Energy Efficient Scheduling of Servers with Multi-Sleep Modes for Cloud Data Center
Abstract
In a cloud data center, servers are always over-provided in an active state to meet the peak demand of requests, resulting in a large amount of energy being wasted. One of the options to reduce data center power consumption is to reduce the number of idle servers or switch idle servers to low-power sleep states. Energy Efficient Scheduling of Servers with Multi-Sleep Modes for Cloud Data Center However, when transiting to the active state, the servers can not process the requests immediately.

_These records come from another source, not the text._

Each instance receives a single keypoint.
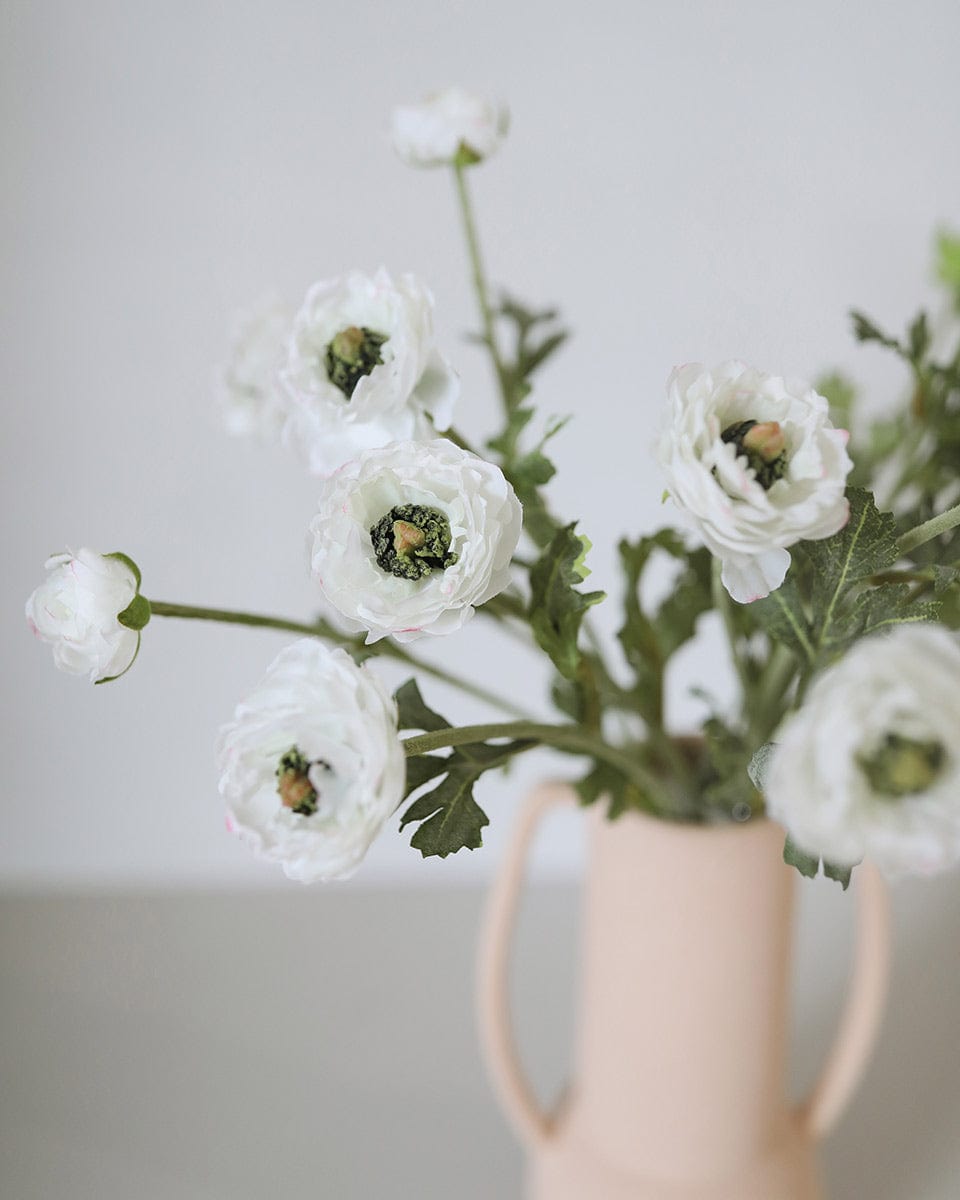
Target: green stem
(568, 738)
(930, 529)
(774, 682)
(723, 604)
(327, 631)
(480, 280)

During the transition, there are delays and extra power consumption. We consider using state-of – the-art servers with multi-sleep modes in this paper. Sleep mode with smaller transition delays usually consumes more power when sleeping. We formulate this Energy Efficient Scheduling of Servers with Multi-Sleep Modes for Cloud Data Center problem as an integer linear programming (ILP) problem with millions of decision variables over the whole period of time. To solve this problem, we divide it into smaller-term sub-problems while ensuring feasibility and continuity of transition for each sub-problem through backtrack and update technique.
System Configuration
H/W System Configuration
Speed : 1.1 GHz
RAM : 256 MB(min)
Hard Disk : 20 GB
Floppy Drive : 1.44 MB
Key Board : Standard Windows Keyboard
Mouse : Two or Three Button Mouse
Monitor : SVGA
S/W System Configuration
Platform : cloud computing
Operating system : Windows Xp,7,
Server : WAMP/Apache
Working on : Browser Like Firefox, IE
Conclusion
We studied the problem of scheduling servers with multi-sleep modes for cloud data centers in this paper. The servers can make transitions for the sleep modes between one active state and different sleep states, which involves different sleep power and transition delays. We proposed a backtrack-and-up method for making the servers schedule, deciding how many servers in each state should be switched to which states in each tim eslot, so that the total power consumption can be minimized while meeting the QoS requirement.